Here is the example codes:
library(survival)
df <- data.frame(
treatment = c(0, 1)
, time = c(1, 2)
, event = c(1, 1)
)
survdiff(Surv(time, event) ~ treatment, data = df, rho = 0)
Here is the output from R:
Call:
survdiff(formula = Surv(time, event) ~ treatment, data = df,
rho = 0)
N Observed Expected (O-E)^2/E (O-E)^2/V
treatment=0 1 1 0.5 0.500 1
treatment=1 1 1 1.5 0.167 1
Chisq= 1 on 1 degrees of freedom, p= 0.3
At time 2, there is only one subject at risk and I just could not find a formula to get the Chisq squared statistic equals 1 in this case. Much appreciate for the help.
I wrote this function over 2 decades ago. I'll have to do the same thing that you could do -- go and read the source code. I try to leave lots of comments in my code (but never enough). I'm on holiday, though, so such things will wait for my return.
The variance is a sum over the event times.
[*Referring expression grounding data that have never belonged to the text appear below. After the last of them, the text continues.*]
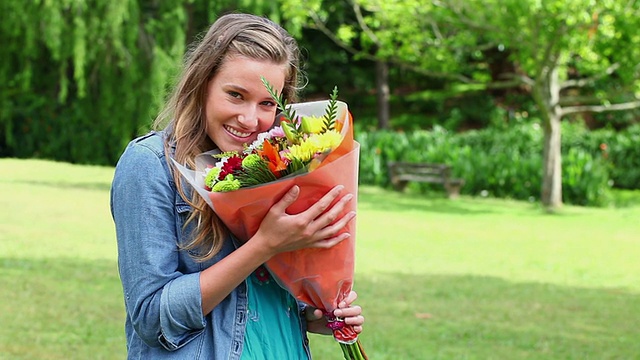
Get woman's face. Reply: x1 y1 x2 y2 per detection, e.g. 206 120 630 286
204 55 287 153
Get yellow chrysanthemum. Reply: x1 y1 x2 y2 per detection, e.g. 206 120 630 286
286 142 315 162
286 130 342 162
311 130 342 151
300 115 326 134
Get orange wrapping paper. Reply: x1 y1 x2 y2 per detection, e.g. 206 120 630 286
210 142 359 313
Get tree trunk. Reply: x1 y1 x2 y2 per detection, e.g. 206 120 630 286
184 2 196 44
541 112 563 210
375 60 390 129
540 66 563 211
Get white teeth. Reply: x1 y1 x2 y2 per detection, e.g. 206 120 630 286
225 125 251 137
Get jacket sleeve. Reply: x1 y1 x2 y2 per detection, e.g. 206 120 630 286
110 139 206 351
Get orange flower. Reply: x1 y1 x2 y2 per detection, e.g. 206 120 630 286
258 139 287 176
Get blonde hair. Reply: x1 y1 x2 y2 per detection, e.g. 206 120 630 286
153 13 301 261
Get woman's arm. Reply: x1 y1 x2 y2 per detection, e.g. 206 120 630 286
111 140 205 350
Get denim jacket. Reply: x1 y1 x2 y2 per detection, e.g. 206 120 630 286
110 131 311 359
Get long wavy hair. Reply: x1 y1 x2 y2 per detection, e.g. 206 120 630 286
153 13 301 261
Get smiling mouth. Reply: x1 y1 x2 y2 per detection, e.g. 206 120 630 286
224 125 252 138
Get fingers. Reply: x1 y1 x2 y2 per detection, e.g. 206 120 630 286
308 186 356 243
271 184 349 222
315 192 355 227
283 184 356 238
335 305 361 318
305 307 324 321
311 212 356 249
311 232 351 249
340 291 358 306
334 291 361 317
262 184 355 252
334 303 364 332
269 185 300 214
345 316 364 332
305 185 347 222
334 291 363 328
At any time point where all the remaining subjects are in a single group, the contribution to the variance at that time point is 0. There is not a 'variance at time 1'.
Thanks thernea for the explanation. I couldn't understand why at the time point where only one group members exist, the contribution to variance is zero, but it still contributes to the expected events?